El expresidente ha respondido con la habitual fórmula del desmentido escueto, calificando la información como “totalmente falsa”, sin mayores elementos ni disposición manifiesta a enfrentar la acusación en un plano más formal o jurídico. Su actitud recuerda al estilo que marcó su sexenio: evasiva, hermética y carente de autocrítica. Peña Nieto, aunque ya alejado físicamente de México, sigue habitando el imaginario de una ciudadanía que no olvida su paso por Los Pinos ni los pendientes de justicia que arrastra.
Ahora bien, es necesario poner en su justa dimensión lo que significa esta denuncia. El reportaje de The Marker, por más prestigio que tenga el medio, aún no presenta pruebas documentales irrefutables. No hay grabaciones, estados de cuenta, transferencias bancarias o testimonios que sostengan jurídicamente una imputación formal. Pero eso no desactiva su potencia simbólica ni le resta el deber al Estado mexicano de indagar. Es justamente en la ambigüedad donde florecen las simulaciones, y nuestro país ya no está para ambigüedades que alimentan la impunidad.
La Fiscalía General de la República (FGR), encabezada todavía por un fiscal que ha sido duramente cuestionado por su cercanía al poder y su pasividad selectiva, tiene en sus manos una oportunidad valiosa —quizá la última en este sexenio— de recobrar algo de credibilidad. No se trata de cazar brujas ni de montar un show para calmar ánimos, sino de ejercer su función con rigor técnico, coordinación internacional y responsabilidad institucional. Lo mínimo sería requerir de forma oficial a las autoridades israelíes la información que sustenta el señalamiento y, de existir elementos sólidos, iniciar una investigación formal sin sesgo ni dilación.

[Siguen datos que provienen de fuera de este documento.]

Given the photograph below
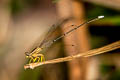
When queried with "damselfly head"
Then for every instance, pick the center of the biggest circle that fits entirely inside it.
(27, 54)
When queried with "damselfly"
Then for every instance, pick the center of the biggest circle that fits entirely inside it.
(36, 56)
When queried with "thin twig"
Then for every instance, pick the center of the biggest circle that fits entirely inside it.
(107, 48)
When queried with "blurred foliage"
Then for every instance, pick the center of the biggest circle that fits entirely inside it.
(55, 1)
(30, 74)
(16, 6)
(111, 71)
(111, 16)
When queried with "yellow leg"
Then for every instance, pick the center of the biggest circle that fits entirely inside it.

Este episodio no puede ser leído al margen del complejo entorno geopolítico que vive México. Las relaciones con Israel se han tensado, en parte por la postura crítica del gobierno mexicano hacia el accionar israelí en Gaza y por la constante fricción diplomática en foros multilaterales. No falta quien interprete esta filtración como un gesto de presión o como una respuesta indirecta. Sin embargo, esa hipótesis no exime al Estado mexicano de su deber: esclarecer los hechos es una necesidad legal, moral y política, independientemente de los contextos internacionales.

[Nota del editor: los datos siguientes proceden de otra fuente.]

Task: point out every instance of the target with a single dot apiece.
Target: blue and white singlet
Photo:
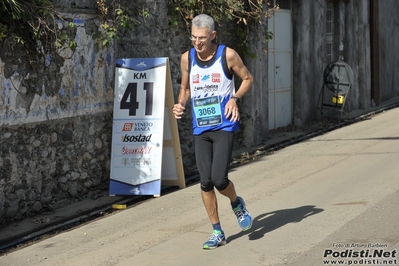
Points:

Lo más preocupante de todo es que este nuevo escándalo se suma a una larga lista de agravios sin respuesta. La “Casa Blanca” de Angélica Rivera, los desvíos multimillonarios en Sedesol y Sedatu bajo el mando de Rosario Robles, la corrupción en Pemex revelada con el caso Odebrecht, y la trama de favores y dinero en efectivo que envolvió a Emilio Lozoya, son apenas algunos de los capítulos que han quedado abiertos —cuando no enterrados— durante los últimos años. Si algo ha faltado en México es voluntad para procesar, sin excepciones, a quienes han detentado el poder supremo.
Mientras tanto, el país vive una coyuntura política delicada. A unos meses del arranque de la nueva administración federal encabezada por Claudia Sheinbaum, y con la transición en curso bajo el escrutinio de aliados y detractores, este tipo de casos podrían convertirse en bombas de tiempo si no se abordan con transparencia y legalidad. La nueva mandataria ha prometido continuar el combate a la corrupción, pero hasta ahora se ha mostrado cauta —cuando no silenciosa— respecto al pasado priista. ¿Será este el momento en que demuestre autonomía política frente a su antecesor, Andrés Manuel López Obrador, quien tantas veces evitó tocar a Peña Nieto incluso en los peores escándalos?

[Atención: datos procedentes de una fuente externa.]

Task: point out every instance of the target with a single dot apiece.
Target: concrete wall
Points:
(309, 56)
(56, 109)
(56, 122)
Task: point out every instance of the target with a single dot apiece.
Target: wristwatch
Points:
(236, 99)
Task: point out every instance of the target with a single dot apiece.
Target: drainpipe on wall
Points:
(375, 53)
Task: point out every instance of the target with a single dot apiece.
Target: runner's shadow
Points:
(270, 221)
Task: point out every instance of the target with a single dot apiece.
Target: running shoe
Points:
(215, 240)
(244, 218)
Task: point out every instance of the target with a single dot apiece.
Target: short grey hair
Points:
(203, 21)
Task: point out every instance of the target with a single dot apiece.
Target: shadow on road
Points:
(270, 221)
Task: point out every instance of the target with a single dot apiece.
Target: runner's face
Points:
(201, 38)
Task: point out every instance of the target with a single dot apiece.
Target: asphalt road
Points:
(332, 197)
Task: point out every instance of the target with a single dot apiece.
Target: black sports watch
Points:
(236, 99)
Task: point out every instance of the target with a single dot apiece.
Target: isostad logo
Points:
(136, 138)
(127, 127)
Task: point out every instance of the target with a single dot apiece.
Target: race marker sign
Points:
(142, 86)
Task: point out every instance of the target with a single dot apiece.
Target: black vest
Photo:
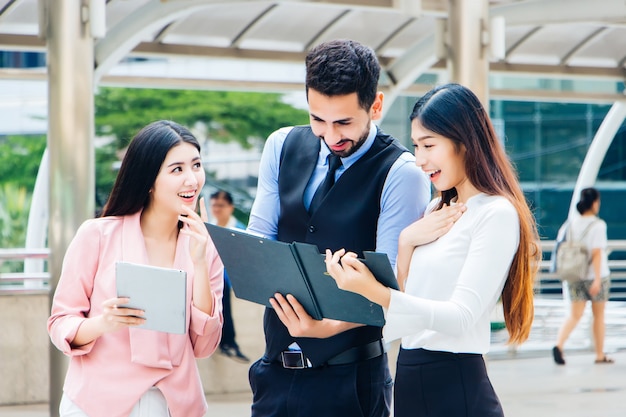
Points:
(347, 218)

No se trata de condenar mediáticamente, pero tampoco de permitir que las figuras de alto rango queden blindadas por el simple paso del tiempo o por los arreglos cupulares que en México suelen disfrazarse de estabilidad. La impunidad, cuando se institucionaliza, es más destructiva que cualquier crisis económica o de seguridad. El país necesita saber si Peña Nieto fue parte de una red internacional de sobornos o si se trata, como él afirma, de una fabricación mediática. Pero saberlo con evidencia, con pruebas, con conclusiones institucionales que permitan cerrar —o abrir— procesos de manera transparente.
En el fondo, más allá de lo que hizo o no hizo Enrique Peña Nieto, está en juego el alma de la justicia mexicana. Si este nuevo capítulo se convierte en otro expediente olvidado, confirmaremos que en México existe un fuero de facto para los expresidentes. Si por el contrario se actúa conforme a derecho, se enviará una señal de que el cambio de régimen no fue solo retórica electoral.
La sociedad mexicana merece mucho más que el espectáculo cíclico de la denuncia sin consecuencias. Merece justicia, y esa justicia solo será posible si se ejerce con valentía y sin distinciones. El reto está planteado: demostrar que en este país, incluso el expresidente más poderoso puede ser investigado como cualquier otro ciudadano.
La verdad, aunque incómoda, siempre será preferible a la incertidumbre que alimenta la desconfianza. México no puede seguir siendo tierra fértil para la simulación. Es hora de romper con la tradición del olvido conveniente.